The network does have two pilots in production for 2014. Turn is a period piece about spies during the Revolutionary War. Halt & Catch Fire, the more promising of the pair, is also set in the past, but at least it’s a more recent and relatively unexplored version of it. Produced by Breaking Bad EPs Melissa Bernstein and Mark Johnson and starring the very talented Lee Pace (Lincoln) and Scoot McNairy (Argo), it’s set in Texas’s go-go “Silicon Prairie” of the early ’80s. (I’m picturing nerdy Don Draper, zooted on coke and megapixels.) But AMC has learned the hard way that strong pilots are no guarantors of future success, so rather than banking on the untested and unknown, the network is instead shucking and jiving like Roger Sterling at a Derby party, filling up dead air with cheap, congratulatory navel-gazing and grasping at spin-offs — the green-lit Better Call Saul, the inevitable Walking Dead companion show — in a frantic attempt to keep its competitive window open. Contemporary audiences may have a (diminishing) sense of network loyalty, but they can still smell desperation; Low Winter Sun wasn’t just rejected by Breaking Bad fans, it was actively resented for daring to share Walter White’s rarefied desert air. It seems increasingly apt that, earlier this year, AMC quietly changed its motto from the declarative “Story Matters Here” to the almost apologetic “Something More.”8
Still, The Walking Dead buys the network a lot of time, both creatively and financially.9 The primary source of its appeal is a horde of heavily latexed extras; as long as a rotting skull gets split in two at least once per episode, the ratings are unlikely to dip anytime soon. With “Violent Death” at the top of the call sheet,10 The Walking Dead is free to take wild creative chances, reboot itself every season, or — and this is, sadly, more likely — do nothing much at all. There had been reports that AMC had backed Robert Kirkman, the creator of the original TWD comic series, in his backroom power struggles with more experienced film and TV hands Frank Darabont and Glen Mazzara, leading to Scott Gimple being named the series’ third showrunner in four years. This latest change gave me nightmarish visions of fanboy indulgence allowed to run amok,11 but the first two episodes of the new season are actually the strongest the series has managed in years. The human characterization remains rotted-skin-deep, but the existential and emotional horror has been cranked up to 11. Last Sunday’s deeply disturbing guest turn by Kerry Condon demonstrated what the show is capable of when it allows a truly gifted actor to elevate what could otherwise be a gruesome wallow. It’s not something I find entertaining, but it’s undeniably infectious.

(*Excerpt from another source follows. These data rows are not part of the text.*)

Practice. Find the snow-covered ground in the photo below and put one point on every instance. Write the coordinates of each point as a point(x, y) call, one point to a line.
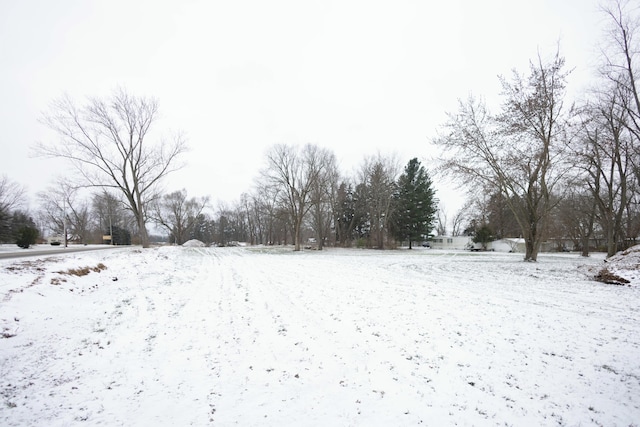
point(264, 336)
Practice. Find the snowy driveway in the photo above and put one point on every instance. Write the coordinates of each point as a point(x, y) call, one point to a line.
point(249, 336)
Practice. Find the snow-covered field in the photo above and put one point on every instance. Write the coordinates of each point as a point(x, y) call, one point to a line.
point(265, 336)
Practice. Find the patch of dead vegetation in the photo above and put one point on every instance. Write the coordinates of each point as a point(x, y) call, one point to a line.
point(78, 272)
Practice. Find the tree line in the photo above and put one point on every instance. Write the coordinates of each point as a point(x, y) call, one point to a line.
point(539, 166)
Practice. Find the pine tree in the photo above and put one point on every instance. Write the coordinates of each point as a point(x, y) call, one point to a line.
point(416, 204)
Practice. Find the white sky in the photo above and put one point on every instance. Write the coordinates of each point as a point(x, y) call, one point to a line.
point(358, 77)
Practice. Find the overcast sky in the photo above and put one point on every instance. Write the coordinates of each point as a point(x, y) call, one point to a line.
point(358, 77)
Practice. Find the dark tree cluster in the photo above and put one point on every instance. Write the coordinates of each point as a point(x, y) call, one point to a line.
point(564, 173)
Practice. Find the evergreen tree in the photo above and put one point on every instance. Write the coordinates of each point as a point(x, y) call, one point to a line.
point(416, 204)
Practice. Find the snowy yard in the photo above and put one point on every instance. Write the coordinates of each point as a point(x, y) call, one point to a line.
point(256, 336)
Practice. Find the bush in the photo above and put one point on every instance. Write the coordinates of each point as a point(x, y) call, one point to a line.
point(26, 236)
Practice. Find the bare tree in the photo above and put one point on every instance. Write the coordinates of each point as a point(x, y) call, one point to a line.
point(519, 152)
point(64, 212)
point(323, 197)
point(378, 181)
point(178, 214)
point(109, 143)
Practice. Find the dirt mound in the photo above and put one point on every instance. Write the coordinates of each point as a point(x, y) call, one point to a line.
point(622, 269)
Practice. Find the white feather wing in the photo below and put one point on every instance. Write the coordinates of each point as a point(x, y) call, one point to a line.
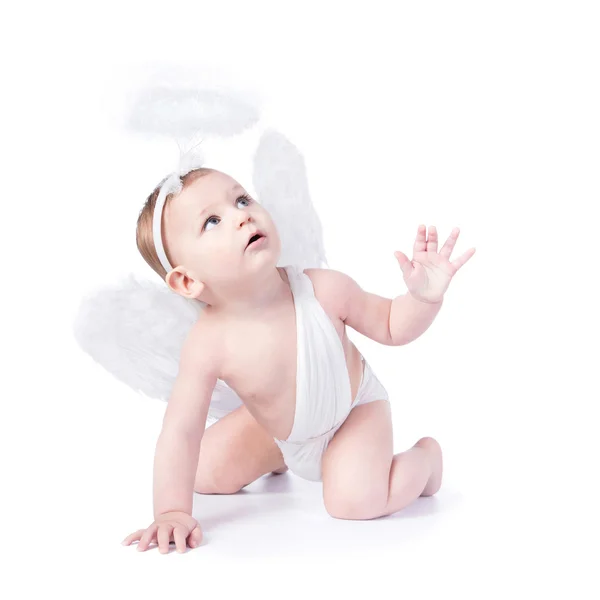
point(136, 330)
point(281, 185)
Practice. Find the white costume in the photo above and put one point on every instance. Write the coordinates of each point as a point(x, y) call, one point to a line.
point(136, 329)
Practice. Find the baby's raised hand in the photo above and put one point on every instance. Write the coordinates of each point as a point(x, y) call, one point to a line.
point(428, 274)
point(178, 527)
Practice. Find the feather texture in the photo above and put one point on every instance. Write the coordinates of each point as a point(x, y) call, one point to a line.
point(136, 329)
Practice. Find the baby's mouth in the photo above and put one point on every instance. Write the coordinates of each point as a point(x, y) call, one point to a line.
point(254, 238)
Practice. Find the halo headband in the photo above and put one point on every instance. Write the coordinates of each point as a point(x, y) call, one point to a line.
point(171, 185)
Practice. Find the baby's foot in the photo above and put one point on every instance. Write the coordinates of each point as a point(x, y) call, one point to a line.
point(435, 452)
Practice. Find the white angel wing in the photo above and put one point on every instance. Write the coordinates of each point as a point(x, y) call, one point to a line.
point(281, 185)
point(135, 330)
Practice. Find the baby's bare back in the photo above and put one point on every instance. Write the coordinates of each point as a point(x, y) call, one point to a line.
point(258, 357)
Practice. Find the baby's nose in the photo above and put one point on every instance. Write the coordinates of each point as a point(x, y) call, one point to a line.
point(244, 218)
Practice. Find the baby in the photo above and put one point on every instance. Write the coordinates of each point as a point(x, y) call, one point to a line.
point(276, 336)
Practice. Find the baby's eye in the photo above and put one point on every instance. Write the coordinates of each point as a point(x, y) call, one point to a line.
point(208, 222)
point(245, 199)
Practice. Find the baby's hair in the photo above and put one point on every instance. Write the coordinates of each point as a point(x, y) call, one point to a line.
point(143, 235)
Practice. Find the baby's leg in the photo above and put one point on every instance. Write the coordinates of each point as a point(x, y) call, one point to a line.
point(234, 452)
point(362, 479)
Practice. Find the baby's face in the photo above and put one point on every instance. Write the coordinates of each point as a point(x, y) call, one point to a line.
point(208, 227)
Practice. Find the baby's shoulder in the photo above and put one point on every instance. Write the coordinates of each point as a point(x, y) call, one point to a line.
point(329, 289)
point(204, 341)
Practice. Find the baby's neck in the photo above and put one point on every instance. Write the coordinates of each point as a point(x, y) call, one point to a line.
point(253, 300)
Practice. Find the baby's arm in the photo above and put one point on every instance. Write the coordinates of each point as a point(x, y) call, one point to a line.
point(178, 447)
point(391, 322)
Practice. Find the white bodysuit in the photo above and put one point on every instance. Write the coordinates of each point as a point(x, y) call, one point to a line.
point(323, 390)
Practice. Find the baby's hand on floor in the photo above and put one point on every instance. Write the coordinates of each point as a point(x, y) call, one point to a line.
point(178, 527)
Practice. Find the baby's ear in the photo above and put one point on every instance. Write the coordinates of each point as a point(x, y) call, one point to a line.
point(184, 284)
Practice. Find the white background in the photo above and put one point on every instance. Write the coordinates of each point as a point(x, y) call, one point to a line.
point(481, 115)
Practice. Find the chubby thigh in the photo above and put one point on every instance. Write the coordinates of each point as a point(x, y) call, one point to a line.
point(234, 452)
point(356, 464)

As anyone who survived high school can tell you, being popular is rarely the same thing as being smart. Yet, for a time, AMC appeared ready and able to be both. Now it finds itself lapped creatively by FX and Showtime and outclassed by its own stepchild, Sundance Channel. AMC was once touted as the next HBO, but it’s the latter that has been able to perfect the strategy of financing high art with lowbrow thrills. (One Game of Thrones pays for a whole lot of Girls.) There’s certainly no shame in staggering forever forward, attempting to pull fresh meat off picked-over skeletons. I’m just not sure there’s much future in it, either.